Scalar instructions are instructions done on single values at a time. They consist of things like "load X data into memory", "store Y data into memory", "compare X value against Y value", "if previously comparison was true, go to this memory location", "add value X to memory address Y", "subtract value X from memory address Y", and so forth. It's all logical operations that define almost all computing, very much a single continuous line of logic. You want to add a value to 4000 elements, you do it one at a time in a loop.
Vector instructions are instructions on multiple values at a time. They consist of things like "add X value to A,B,C,D registers", "multiple A and B, then add result to memory location W,X,Y,Z", along with a whole host of floating point and calculous operations. This is useful for doing math on large datasets.

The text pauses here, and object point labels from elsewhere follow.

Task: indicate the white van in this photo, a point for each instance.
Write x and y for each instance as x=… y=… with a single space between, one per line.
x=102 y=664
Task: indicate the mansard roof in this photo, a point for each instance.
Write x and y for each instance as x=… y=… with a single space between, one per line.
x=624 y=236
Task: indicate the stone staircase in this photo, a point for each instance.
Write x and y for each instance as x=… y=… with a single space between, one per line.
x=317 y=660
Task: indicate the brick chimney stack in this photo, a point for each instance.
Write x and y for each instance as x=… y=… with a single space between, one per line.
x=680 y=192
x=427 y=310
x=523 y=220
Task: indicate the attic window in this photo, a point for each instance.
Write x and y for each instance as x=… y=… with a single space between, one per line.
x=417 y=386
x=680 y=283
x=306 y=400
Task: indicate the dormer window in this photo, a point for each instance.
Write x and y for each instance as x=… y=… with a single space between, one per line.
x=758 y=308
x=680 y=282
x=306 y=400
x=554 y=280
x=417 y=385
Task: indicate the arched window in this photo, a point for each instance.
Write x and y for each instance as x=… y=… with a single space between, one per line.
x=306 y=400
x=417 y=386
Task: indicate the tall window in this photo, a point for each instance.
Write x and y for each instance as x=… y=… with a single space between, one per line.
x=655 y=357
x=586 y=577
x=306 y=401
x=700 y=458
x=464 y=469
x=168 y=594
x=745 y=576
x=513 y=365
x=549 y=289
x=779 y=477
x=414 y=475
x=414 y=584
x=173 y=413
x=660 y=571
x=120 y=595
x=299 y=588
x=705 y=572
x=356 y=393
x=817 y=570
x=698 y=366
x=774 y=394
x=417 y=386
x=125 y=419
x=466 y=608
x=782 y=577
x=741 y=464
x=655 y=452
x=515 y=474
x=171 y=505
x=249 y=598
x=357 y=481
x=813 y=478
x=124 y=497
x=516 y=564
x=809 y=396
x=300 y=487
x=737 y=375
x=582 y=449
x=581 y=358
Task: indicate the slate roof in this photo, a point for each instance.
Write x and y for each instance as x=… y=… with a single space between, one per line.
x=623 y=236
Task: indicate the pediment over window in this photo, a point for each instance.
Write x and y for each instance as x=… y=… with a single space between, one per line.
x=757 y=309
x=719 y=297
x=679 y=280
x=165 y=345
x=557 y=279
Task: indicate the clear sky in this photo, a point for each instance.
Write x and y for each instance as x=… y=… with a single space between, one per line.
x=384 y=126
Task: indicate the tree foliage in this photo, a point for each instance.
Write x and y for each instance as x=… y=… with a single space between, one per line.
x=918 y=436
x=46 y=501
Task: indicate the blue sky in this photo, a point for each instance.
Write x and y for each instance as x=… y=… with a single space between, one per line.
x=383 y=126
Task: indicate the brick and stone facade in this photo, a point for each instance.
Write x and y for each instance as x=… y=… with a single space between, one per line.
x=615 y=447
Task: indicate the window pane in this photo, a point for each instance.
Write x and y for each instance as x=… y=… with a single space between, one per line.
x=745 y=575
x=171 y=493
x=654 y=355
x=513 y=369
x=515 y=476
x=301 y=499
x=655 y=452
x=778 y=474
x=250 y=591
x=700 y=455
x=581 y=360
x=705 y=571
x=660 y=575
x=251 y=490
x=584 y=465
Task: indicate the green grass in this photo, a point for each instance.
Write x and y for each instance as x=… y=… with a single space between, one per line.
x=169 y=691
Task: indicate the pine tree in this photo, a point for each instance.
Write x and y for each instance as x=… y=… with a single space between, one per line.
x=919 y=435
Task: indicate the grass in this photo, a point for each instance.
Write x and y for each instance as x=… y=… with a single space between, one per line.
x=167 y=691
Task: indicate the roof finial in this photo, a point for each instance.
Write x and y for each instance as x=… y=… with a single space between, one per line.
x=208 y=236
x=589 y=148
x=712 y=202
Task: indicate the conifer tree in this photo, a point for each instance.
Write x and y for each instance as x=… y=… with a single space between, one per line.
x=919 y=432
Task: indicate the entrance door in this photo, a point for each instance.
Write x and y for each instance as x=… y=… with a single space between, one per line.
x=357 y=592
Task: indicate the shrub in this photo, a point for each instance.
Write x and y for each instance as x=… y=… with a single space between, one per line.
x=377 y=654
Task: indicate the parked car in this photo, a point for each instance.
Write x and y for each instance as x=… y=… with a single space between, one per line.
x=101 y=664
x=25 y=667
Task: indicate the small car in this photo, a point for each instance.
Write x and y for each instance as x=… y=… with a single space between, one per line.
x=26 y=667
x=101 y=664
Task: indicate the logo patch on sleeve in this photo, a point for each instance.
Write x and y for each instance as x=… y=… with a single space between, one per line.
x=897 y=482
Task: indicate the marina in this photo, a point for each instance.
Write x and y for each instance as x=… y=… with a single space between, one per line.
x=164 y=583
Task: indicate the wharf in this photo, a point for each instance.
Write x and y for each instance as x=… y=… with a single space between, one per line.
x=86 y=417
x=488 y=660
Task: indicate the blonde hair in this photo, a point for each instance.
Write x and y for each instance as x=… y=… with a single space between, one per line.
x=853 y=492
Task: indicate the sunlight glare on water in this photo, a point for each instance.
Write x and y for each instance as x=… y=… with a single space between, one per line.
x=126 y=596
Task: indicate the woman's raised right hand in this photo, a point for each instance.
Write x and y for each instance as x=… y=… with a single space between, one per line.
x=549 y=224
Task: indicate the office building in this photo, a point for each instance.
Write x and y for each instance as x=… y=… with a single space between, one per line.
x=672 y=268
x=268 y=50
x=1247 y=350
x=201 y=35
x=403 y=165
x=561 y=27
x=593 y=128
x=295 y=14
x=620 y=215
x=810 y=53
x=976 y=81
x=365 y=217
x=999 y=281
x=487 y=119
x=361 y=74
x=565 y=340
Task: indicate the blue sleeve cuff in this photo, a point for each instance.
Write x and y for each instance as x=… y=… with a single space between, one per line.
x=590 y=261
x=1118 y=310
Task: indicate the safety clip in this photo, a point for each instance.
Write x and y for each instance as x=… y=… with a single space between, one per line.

CPU's are designed to be extremely good at scalar instructions. We have secondary extensions to assist with vector instructions when necessary but their bread and butter is scalar operations which represent over 90% of all computing workloads. GPU's are designed to be extremely good at vector instructions, and while they have scalar instructions they are kinda slow and only there to assist with figuring out which datasets to execute on. So view CPU's are having 6~14 core that are good at single lots of scalar instructions. GPU's as having a thousand cores good at doing massive amounts of vector instructions.
With this in mind, code written for CPU's does not work very well on GPU's. Instead you need entirely separate code written specifically to take advantage of the GPU's vector nature.